O segundo certame prevê investimento de R$ 302 milhões para os lotes seis, sete e oito, que correspondem a rodovias nas regiões norte e nordesde do Estado.

Ao todo são 1.937 quilômetros de rodovias dentro dos lotes seis, sete e oito. Desses, 764,77 km são de pistas pavimentadas e 1,1mil km de estradas sem asfalto.

Esta licitação será aberta no dia 10 de junho, também às 8h30min (horário de MS).

O lote cinco ainda não foi posto em licitações, e ainda estão previstos certames que contemplem até o lote 18. A previsão é de sejam publicadas mais três licitações.

A contratação das empresas para o serviço de tapa-buraco nas rodovias estaduais será pago com recursos do Fundo de Desenvolvimento do Sistema Rodoviário do Estado de Mato Grosso do Sul (Fundersul).

REGIÃO SUDESTE

Segundo o estudo para a licitação, a previsão é de que todas as regiões sejam beneficiadas neste pacotão de licitações, apenas a região sudeste não terá lotes, porque ela já faz parte de outro projeto bilionário do governo do Estado.
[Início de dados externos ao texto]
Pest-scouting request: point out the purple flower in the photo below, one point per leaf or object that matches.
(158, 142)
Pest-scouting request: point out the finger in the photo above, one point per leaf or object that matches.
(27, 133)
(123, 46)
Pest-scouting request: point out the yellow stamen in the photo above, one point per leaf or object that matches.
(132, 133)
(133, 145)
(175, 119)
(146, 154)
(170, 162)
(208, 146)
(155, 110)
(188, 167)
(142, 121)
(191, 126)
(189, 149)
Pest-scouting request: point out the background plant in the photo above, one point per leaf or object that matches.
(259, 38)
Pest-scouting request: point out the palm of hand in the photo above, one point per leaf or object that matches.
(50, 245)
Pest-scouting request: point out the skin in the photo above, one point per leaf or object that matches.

A região será contemplada pelo Programa de Contrato de Restauração e Manutenção – Design, Build, Maintain (Crema-DBM) e também pelo Crema-Parceria Público-Privada (Crema-PPP).

O investimento é por meio de financiamento com o Banco Internacional para Reconstrução e Desenvolvimento (Bird) no valor de US$ 200 milhões (o equivamente a pouco mais de R$ 1 bilhão).

* Saiba 

As licitações foram publicadas pela Agência Estadual de Gestão de Empreendimentos de MS (Agesul), que este mês teve o seu diretor-presidente, Rudi Fiorese, preso por suspeita de participar de suposto esquema de corrupção justamente do tapa-buraco quando era titular da Sisep.